Sabe-se, além disso, que o instinto, que por si mesmo produz atos inconscientes, predomina nas crianças e, em geral, nos seres cuja razão é fraca. Ora, segundo esta hipótese, o instinto não seria atributo nem da alma nem da matéria; não pertenceria propriamente ao ser vivo, mas seria efeito da ação direta dos protetores invisíveis que supririam a imperfeição da inteligência, provocando atos inconscientes necessários à conservação do ser. Seria qual o andador com que se amparam as crianças que ainda não sabem andar. Então, do mesmo modo que se deixa gradualmente de usar o andador à proporção que a criança se equilibra sozinha, os Espíritos protetores deixam entregues a si mesmos os seus protegidos à medida que estes se tornam aptos a guiar-se pela própria inteligência.
Assim, o instinto, longe de ser o produto de uma inteligência rudimentar e incompleta, sê-lo-ia de uma inteligência estranha, na plenitude da sua força, inteligência protetora, que supriria a insuficiência, quer de uma inteligência mais jovem, que aquela compeliria a fazer, inconscientemente, para seu bem, o que ainda fosse incapaz de fazer por si mesma, quer de uma inteligência madura, porém, momentaneamente tolhida no uso de suas faculdades, como se dá com o homem na infância e nos casos de idiotia e de afecções mentais.
Diz-se providencialmente que há um deus para as crianças, para os loucos e para os ébrios. Esse ditado é mais verdadeiro do que se crê. Aquele deus não é senão o Espírito protetor, que vela pelo ser incapaz de se proteger, utilizando-se da sua própria razão.
15. Nesta ordem de ideias, ainda se pode ir mais longe. Por mais racional que seja essa teoria não resolve todas as dificuldades da questão.
Se observarmos os efeitos do instinto, notaremos, logo de começo, uma unidade de vistas e de conjunto, uma segurança de resultados, que cessam logo que a inteligência livre substitui o instinto. Além do mais, reconheceremos profunda sabedoria na apropriação tão perfeita e tão constante das faculdades instintivas às necessidades de cada espécie. Semelhante unidade de vistas não poderia existir sem a unidade de pensamento, e esta é incompatível com a diversidade das aptidões individuais; só ela poderia produzir esse conjunto tão harmonioso que se realiza desde a origem dos tempos e em todos os climas, com uma regularidade e uma precisão matemáticas, cuja ausência jamais se nota. A uniformidade no que resulta das faculdades instintivas é um fato característico que implica forçosamente a unidade da causa. Se a causa fosse inerente a cada individualidade, haveria tantas variedades de instintos quantos fossem os indivíduos, desde a planta até o homem. Um efeito geral, uniforme e constante há de ter uma causa geral, uniforme e constante; um efeito que atesta sabedoria e previdência deve ter uma causa sábia e previdente. Ora, uma causa dessa natureza, sendo necessariamente inteligente, não pode ser exclusivamente material.

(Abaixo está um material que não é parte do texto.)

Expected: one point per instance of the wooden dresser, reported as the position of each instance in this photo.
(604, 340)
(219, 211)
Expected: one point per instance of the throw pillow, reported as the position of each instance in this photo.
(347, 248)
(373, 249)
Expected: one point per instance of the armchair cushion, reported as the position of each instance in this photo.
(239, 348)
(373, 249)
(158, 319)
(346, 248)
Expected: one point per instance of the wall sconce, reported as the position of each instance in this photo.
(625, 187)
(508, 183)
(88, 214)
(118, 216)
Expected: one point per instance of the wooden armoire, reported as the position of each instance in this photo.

Não se encontrando nas criaturas, encarnadas ou desencarnadas, as qualidades necessárias à produção de tal resultado, temos que subir mais alto, isto é, ao próprio Criador. Se nos reportarmos à explicação dada sobre a maneira pela qual se pode conceber a ação providencial (cap. II, item 24); se figurarmos todos os seres penetrados do fluido divino, soberanamente inteligente, compreenderemos a sabedoria previdente e a unidade de vistas que presidem a todos os movimentos instintivos para o bem de cada indivíduo. Essa solicitude é tanto mais ativa quanto menos recurso tem o indivíduo em si mesmo e na sua inteligência. É por isso que ela se mostra maior e mais absoluta nos animais e nos seres inferiores do que no homem.
Segundo essa teoria, compreende-se que o instinto seja um guia sempre seguro. O instinto maternal, o mais nobre de todos, que o materialismo rebaixa ao nível das forças atrativas da matéria, fica realçado e enobrecido. Em razão das suas consequências, ele não devia ser entregue às eventualidades caprichosas da inteligência e do livre-arbítrio. Por intermédio da mãe, o próprio Deus vela pelas suas criaturas que nascem.

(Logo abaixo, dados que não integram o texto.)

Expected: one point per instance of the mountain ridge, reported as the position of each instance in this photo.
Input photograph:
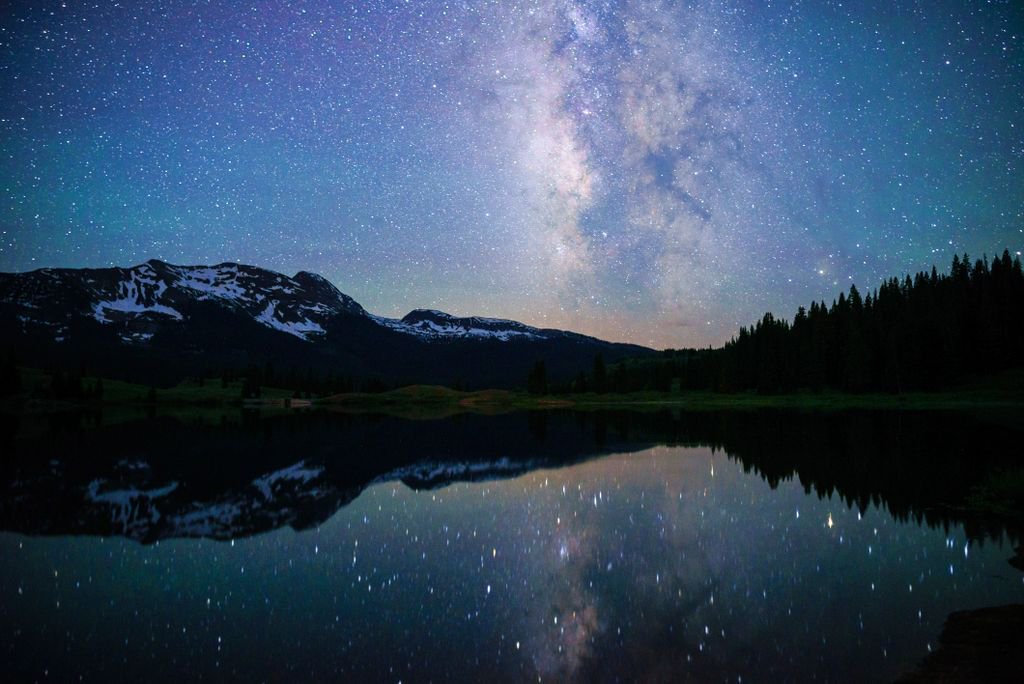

16. Esta teoria não destrói de modo algum o papel dos Espíritos protetores, cujo concurso é fato observado e comprovado pela experiência; mas deve-se notar que a ação desses Espíritos é essencialmente individual; que se modifica segundo as qualidades próprias do protetor e do protegido e que em parte alguma apresenta a uniformidade e a generalidade do instinto.
Deus, em sua sabedoria conduz, Ele próprio, os cegos, mas confia a inteligências livres o cuidado de guiar os clarividentes, para deixar a cada um a responsabilidade de seus atos. A missão dos Espíritos protetores é um dever que aceitam voluntariamente e lhes é um meio de se adiantarem, dependendo o adiantamento da forma pela qual o desempenhem.
17. Todas essas maneiras de considerar o instinto são forçosamente hipotéticas e nenhuma apresenta caráter seguro de autenticidade, para ser tida como solução definitiva. A questão será certamente resolvida um dia, quando se tiverem reunido os elementos de observação que ainda faltam.
Até lá, temos que limitar-nos a submeter as diversas opiniões ao crivo da razão e da lógica e esperar que a luz se faça. A solução que mais se aproxima da verdade será decerto a que melhor condiga com os atributos de Deus, isto é, com a suprema bondade e a suprema justiça. (Cap. II, item 19.)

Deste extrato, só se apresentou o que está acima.